Normalement on s’attendrait à ce que le 1 950e anniversaire d’un événement de grande importance attire davantage l’attention que le 500e anniversaire d’un autre événement de moindre importance. Pourtant, en 1983, le 1 950e anniversaire de la mort de Jésus Christ, fondateur du christianisme, est passé tout à fait inaperçu dans la chrétienté. On ne peut pas en dire autant du 500e anniversaire de la naissance de quelqu’un qui se proclamait son disciple, Martin Luther. Ce dernier anniversaire a fait les gros titres dans les pays où vivent 70 millions de luthériens. Pendant l’année Luther, de nombreuses cérémonies, conférences et expositions ont eu lieu. L’une de ces dernières présentait plus de 600 peintures, sculptures, dessins et documents.

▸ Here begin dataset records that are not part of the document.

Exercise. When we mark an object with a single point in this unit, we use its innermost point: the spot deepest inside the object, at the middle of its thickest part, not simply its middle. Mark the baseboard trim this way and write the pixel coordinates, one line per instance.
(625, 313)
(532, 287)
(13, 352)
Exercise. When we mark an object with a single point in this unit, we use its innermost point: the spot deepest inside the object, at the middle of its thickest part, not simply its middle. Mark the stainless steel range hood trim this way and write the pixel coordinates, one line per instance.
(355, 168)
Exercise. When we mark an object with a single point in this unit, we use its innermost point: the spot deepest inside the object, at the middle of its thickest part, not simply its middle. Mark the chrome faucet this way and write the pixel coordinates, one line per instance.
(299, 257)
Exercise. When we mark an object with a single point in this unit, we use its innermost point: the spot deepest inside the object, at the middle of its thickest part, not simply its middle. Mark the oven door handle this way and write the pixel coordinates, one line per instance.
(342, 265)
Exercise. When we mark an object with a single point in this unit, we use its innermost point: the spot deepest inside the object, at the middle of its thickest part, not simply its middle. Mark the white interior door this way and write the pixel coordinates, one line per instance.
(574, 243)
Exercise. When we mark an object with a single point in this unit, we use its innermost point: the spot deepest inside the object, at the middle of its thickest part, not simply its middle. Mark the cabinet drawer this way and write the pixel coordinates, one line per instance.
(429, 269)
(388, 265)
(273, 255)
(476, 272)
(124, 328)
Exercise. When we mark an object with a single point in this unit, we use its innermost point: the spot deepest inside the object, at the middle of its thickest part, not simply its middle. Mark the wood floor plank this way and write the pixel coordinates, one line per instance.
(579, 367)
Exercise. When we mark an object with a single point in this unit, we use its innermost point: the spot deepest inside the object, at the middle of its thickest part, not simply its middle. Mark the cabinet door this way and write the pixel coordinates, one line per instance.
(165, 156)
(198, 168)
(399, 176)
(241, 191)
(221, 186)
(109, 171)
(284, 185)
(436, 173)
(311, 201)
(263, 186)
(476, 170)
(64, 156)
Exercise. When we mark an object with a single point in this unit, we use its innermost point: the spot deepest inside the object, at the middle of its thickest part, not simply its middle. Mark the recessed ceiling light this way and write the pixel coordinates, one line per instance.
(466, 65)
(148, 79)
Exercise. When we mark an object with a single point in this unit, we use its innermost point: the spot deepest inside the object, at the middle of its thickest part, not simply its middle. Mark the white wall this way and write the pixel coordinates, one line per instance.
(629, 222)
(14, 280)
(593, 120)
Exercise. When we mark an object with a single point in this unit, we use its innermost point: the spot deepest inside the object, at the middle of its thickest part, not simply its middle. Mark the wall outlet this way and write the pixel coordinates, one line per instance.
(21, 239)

IL EST indéniable que Luther a exercé sur la culture allemande une influence considérable, bien que moins connue hors d’Allemagne que celle qu’il a exercée sur l’histoire de la religion. Sans doute a-t-elle été plus déterminante pour le monde germanique que celle exercée par n’importe quel autre homme, à part Jésus Christ. Un journal de Berlin-Est (Neue Berliner Illustrierte) affirma que “la traduction de la Bible faite par Luther révolutionna la vie intellectuelle de l’Europe, façonna des générations de gens et eut un effet déterminant sur leurs réflexions et leurs décisions”.
À partir de la profusion de dialectes qui existaient à son époque, Luther créa pratiquement la langue allemande que l’on parle aujourd’hui. De plus, il contribua de manière significative à la fondation de ce que l’on nommerait plus tard les lycées publics. Il appuya énormément la cause d’un État allemand uni tel qu’il naquit ensuite. Pourtant, ses activités religieuses qui aboutirent à la scission religieuse toujours existante éclipsèrent sa participation aux affaires culturelles.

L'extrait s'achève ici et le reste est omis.